Je me souviens des spaetzles d’Annette

Lorsque j’entendais Annette battre longuement ce que je savais être des œufs, le petit gars d’Aquitaine que j’étais se précipitait dans la cuisine pour la voir faire et chaparder un peu de pâte coulante sur le doigt avant qu’elle ne soit trop liquide. La cérémonie des spaetzles commençait.

Kugelhopf © Hella-Arno Kugelhopf © Hella-Arno

 

Lorsque j’entendais Annette, ma maman du dimanche,  battre longuement ce que je savais être des œufs,  le petit gars d’Aquitaine que j’étais se précipitait dans la cuisine pour la voir faire et chaparder un peu de pâte coulante sur le doigt avant qu’elle ne soit trop liquide. La cérémonie des spaetzles commençait.  

-    Et après, je te ferai des bredeles, disait Annette en pouffant. Ces petits biscuits sablés alsaciens au beurre étaient ma damnation et elle considérait qu’un enfant d’Alsace, même adopté,  devait être capable de se damner sans trembler pour eux. « Der Hans im schnokelor ».

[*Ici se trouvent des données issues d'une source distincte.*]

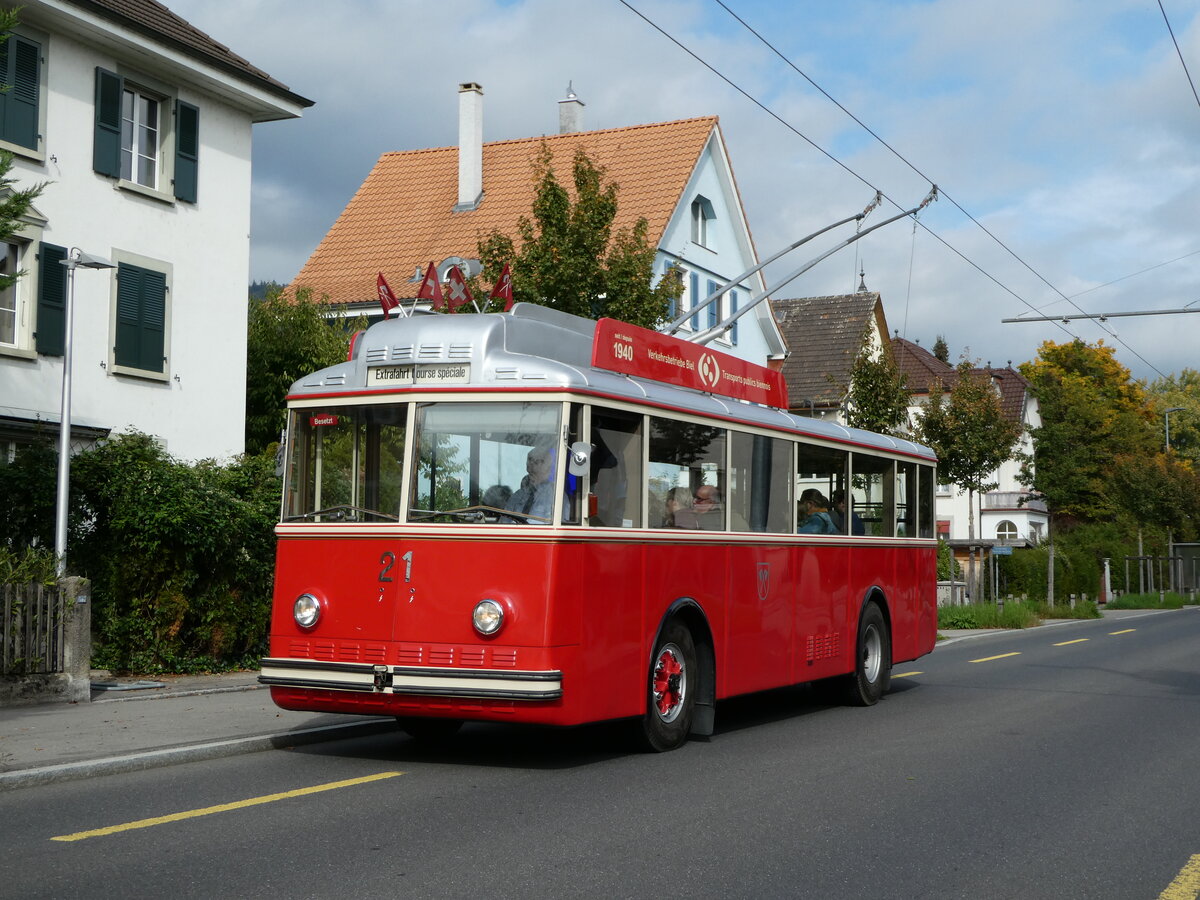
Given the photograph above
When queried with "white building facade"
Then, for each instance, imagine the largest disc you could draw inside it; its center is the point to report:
(141, 127)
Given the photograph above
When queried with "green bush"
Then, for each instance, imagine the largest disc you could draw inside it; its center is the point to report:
(1149, 601)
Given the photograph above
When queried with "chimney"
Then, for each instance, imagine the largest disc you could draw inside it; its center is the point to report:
(471, 147)
(570, 113)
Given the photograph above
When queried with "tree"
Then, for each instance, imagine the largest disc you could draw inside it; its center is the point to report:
(879, 395)
(287, 339)
(570, 259)
(941, 351)
(1092, 413)
(971, 435)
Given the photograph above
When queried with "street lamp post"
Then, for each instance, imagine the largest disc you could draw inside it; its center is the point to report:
(75, 259)
(1167, 421)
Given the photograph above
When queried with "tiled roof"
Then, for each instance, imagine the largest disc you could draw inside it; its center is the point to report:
(155, 21)
(825, 335)
(401, 217)
(923, 370)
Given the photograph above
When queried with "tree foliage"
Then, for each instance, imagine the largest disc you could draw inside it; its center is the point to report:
(287, 339)
(879, 394)
(568, 257)
(1092, 413)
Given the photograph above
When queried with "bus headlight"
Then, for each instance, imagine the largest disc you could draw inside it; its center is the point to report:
(306, 611)
(487, 617)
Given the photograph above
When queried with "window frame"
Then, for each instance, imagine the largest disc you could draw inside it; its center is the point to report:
(135, 261)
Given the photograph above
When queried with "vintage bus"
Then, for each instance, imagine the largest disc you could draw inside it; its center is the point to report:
(534, 517)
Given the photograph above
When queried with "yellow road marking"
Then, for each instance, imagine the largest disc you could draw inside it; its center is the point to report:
(222, 808)
(1186, 885)
(989, 659)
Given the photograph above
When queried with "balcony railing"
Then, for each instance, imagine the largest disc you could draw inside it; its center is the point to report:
(1012, 499)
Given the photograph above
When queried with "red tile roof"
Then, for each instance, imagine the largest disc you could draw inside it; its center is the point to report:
(401, 217)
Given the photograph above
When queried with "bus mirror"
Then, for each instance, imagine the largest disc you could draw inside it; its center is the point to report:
(581, 455)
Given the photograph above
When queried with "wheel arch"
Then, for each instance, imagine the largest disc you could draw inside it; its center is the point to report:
(693, 616)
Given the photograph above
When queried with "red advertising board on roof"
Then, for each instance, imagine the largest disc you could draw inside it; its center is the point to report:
(634, 351)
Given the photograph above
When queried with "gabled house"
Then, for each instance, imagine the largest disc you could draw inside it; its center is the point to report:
(825, 335)
(141, 126)
(435, 205)
(1001, 516)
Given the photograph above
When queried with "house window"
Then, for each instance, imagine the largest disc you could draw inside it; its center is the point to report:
(701, 216)
(139, 138)
(9, 310)
(21, 70)
(139, 341)
(1006, 531)
(145, 139)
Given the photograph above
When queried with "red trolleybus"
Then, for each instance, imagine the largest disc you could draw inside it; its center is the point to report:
(533, 517)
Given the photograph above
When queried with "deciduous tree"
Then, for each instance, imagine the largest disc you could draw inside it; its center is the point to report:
(568, 257)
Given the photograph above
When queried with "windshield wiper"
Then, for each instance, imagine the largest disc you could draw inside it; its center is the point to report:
(342, 513)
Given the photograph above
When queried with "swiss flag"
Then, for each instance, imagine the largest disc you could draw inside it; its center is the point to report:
(503, 289)
(387, 299)
(457, 289)
(431, 288)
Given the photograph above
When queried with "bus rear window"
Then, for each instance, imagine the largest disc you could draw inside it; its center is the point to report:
(345, 463)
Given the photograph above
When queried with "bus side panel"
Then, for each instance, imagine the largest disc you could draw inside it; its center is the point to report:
(760, 643)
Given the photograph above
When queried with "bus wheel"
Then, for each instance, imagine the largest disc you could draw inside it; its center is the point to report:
(429, 730)
(873, 660)
(671, 694)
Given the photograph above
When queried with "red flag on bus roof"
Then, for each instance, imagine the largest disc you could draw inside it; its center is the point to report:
(459, 292)
(431, 288)
(503, 289)
(387, 299)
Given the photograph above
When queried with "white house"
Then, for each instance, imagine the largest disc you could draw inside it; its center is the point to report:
(677, 175)
(141, 126)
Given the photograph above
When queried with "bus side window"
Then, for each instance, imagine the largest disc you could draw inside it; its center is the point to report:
(616, 469)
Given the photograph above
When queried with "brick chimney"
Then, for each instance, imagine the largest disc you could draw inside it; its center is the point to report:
(471, 147)
(570, 113)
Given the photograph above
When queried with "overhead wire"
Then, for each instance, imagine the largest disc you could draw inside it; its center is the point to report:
(953, 202)
(825, 153)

Elle portait l’eau à ébullition dans le grand faitout et,  faute de rabot à spaetzles, laissait filer la pâte coulante entre les dents d’une grande fourchette à nouilles. Je regardais, fasciné, les filaments comme se gélifier au contact de l’eau frémissante. Elle attendait que les lanières remontent à la surface et les plongeait ensuite dans l’eau froide par petites quantités pour éviter qu’elles ne collent. L’opération me semblait interminable. Mais les nouilles étaient à ce prix.

Annette était très volubile et n’arrêtait pas de parler tout en se démenant dans son fourbi. Elle était intarissable : la cuisine alsacienne, le Rhin, les Vosges, la Forêt Noire, la France, L’Allemagne, la guerre, l’occupation …

Ce jour là lui revinrent comme à chaque fois de ces souvenirs qui chahutent le cœur. Son père qui posait un petit pot de fleurs aux trois couleurs sur le bord de la fenêtre pour narguer l’occupant. Le rire de son frère qui trépignait d’impatience en attendant les spaetzles de la màma.  Avec son frère ils ne faisaient qu’un. Ils savaient tout l’un de l’autre. Son frère qui…à dix-neuf ans…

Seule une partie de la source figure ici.